Sitting it out. Jenny McCarthy is one of the most famous Playmates of all time, but she was absent from Secrets of Playboy — and there’s one big reason she decided not to participate.
“I didn’t experience those things,” the Masked Singer judge, 49, explained during the Wednesday, August 24, episode of the “#NoFilter With Zack Peter” podcast. “And hearing their stories, my heart broke for a lot of these women.”
The Bad Habits author went on to note that the late Hugh Hefner was married to Kimberley Conrad during the period that she was associated with the brand. (McCarthy was named Playmate of the Month for the magazine’s October 1993 issue and later became the 1994 Playmate of the Year.)
“It was kind of run like a strict dormitory,” the former model said of her time in the Playboy Mansion. “Like, we weren’t even allowed near Hef or around the house. It was almost like Catholic school, to be honest. There were no orgies or big parties going on. So, I think I went in there in a window of time that was kind of safe, but hearing some of these girls’ stories was really rough.”
Many of the participants in the A&E docuseries — which premiered in January — described a very different version of the Playboy Mansion than what McCarthy recalled. Holly Madison, who also wrote about her time with Hefner in her 2015 memoir Down the Rabbit Hole, said the atmosphere in the mansion was “cult-like” when she lived there.
“At the mansion, the indoctrination, I feel, starts almost immediately when you’re there, and you start hearing about how wonderful Hef is from his circle of his friends,” the Girls Next Door alum, 42, said during the show’s premiere episode. “So, in the beginning, Hef is what you would now call a love bomber. He’s somebody who tells you ‘I love you’ almost immediately.”

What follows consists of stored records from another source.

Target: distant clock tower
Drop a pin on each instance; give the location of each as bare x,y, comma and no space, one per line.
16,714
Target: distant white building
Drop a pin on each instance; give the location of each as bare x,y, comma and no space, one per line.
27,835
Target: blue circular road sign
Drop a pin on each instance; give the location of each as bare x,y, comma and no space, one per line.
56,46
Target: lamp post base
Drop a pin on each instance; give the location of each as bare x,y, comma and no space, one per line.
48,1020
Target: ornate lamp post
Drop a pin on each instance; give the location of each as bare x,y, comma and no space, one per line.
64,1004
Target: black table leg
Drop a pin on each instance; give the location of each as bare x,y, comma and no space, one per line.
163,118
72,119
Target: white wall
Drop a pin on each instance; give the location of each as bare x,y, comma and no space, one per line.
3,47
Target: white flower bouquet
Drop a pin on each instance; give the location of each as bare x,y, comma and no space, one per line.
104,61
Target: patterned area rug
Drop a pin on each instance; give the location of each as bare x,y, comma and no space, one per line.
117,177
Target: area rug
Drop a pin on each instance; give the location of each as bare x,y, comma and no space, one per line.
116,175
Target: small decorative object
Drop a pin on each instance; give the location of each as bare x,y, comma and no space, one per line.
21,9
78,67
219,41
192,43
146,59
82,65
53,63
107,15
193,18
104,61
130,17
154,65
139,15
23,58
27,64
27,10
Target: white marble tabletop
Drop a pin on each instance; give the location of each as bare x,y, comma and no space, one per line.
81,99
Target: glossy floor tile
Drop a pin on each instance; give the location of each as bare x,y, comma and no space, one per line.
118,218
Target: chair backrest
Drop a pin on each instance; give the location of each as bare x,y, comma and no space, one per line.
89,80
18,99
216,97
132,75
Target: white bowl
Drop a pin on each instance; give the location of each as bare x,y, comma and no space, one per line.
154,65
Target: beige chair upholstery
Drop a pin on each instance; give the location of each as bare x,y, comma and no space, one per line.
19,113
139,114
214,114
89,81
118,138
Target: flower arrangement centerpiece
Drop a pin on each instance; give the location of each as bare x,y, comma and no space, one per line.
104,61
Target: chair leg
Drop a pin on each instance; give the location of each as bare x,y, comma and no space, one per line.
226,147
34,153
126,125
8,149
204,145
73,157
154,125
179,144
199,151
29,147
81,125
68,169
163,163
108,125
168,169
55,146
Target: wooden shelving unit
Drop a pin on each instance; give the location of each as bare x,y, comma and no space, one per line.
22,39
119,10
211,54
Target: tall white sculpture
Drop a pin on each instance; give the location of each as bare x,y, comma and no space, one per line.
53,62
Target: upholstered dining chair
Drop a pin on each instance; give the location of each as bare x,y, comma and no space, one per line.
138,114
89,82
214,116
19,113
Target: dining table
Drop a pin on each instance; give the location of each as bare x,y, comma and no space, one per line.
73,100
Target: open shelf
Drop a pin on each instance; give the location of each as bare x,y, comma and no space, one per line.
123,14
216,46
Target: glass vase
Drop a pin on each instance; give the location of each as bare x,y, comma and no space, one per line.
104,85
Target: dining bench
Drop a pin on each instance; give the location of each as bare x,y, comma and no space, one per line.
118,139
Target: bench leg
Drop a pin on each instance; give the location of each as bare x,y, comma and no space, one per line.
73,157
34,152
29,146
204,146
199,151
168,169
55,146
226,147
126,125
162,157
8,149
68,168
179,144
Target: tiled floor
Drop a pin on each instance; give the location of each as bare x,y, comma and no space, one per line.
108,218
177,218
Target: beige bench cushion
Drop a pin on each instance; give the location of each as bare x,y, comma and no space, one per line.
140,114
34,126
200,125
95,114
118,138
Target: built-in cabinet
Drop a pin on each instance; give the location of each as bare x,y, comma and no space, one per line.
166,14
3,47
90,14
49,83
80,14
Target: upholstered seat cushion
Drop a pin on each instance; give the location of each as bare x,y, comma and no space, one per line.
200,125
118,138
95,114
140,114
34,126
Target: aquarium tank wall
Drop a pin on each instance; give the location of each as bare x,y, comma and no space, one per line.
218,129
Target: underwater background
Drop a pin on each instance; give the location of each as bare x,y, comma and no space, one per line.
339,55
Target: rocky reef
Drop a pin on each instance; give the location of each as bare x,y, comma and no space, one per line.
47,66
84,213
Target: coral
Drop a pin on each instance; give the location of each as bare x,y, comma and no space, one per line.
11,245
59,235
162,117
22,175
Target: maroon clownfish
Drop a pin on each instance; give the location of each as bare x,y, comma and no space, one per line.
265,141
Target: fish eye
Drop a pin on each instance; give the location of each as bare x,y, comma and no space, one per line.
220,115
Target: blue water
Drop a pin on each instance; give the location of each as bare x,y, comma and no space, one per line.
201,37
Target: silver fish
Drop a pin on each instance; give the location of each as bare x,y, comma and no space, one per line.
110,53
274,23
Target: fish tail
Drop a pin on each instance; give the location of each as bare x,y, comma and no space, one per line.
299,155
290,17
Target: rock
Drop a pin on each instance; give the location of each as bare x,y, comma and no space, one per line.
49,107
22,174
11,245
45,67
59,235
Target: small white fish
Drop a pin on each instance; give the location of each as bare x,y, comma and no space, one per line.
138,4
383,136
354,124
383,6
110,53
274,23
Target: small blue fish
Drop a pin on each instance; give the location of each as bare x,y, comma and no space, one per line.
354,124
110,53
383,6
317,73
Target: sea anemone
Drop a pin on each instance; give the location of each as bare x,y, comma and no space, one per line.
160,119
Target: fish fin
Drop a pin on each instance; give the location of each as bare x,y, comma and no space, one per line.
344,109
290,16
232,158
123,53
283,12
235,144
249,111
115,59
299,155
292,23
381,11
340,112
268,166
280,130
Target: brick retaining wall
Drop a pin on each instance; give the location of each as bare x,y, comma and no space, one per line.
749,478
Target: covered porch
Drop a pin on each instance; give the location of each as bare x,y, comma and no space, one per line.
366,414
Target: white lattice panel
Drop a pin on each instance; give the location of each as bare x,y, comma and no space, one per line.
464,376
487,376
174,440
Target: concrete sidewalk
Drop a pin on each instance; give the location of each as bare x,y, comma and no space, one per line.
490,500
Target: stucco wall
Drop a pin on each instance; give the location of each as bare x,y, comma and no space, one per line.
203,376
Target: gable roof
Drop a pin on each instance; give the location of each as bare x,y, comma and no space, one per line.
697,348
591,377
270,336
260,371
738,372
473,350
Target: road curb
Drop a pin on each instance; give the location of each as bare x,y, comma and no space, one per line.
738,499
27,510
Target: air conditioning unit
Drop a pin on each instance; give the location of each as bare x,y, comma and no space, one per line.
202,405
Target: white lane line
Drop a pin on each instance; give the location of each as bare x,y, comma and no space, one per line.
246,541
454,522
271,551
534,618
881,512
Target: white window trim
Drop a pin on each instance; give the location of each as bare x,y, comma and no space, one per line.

Though McCarthy doesn’t have the same negative memories of Playboy that Madison and others do, she still has tons of respect for the crew who made it.
“They had asked me to host that show,” the Singled Out alum noted, claiming that the filmmakers asked her six times to join the production. “I love the production company — I’m gonna put that out there, because I do love them. But because I didn’t have the same experiences, I wasn’t going to sign up for a paycheck and be salacious.”
As for why Madison, Bridget Marquardt and other former Playmates remember their time with Hefner so differently, McCarthy compared the situation to how she and her siblings have varying recollections of their early lives.
“I have three sisters, and when I’m publicly telling my stories of childhood, some of them will call me and [ask], ‘What house were you raised in?’ Each one of them have whole point of view and perception,” the Illinois native explained. “That’s the analogy I would use with Playmates. Yeah, we were in the same house. We all didn’t experience the same s–t.”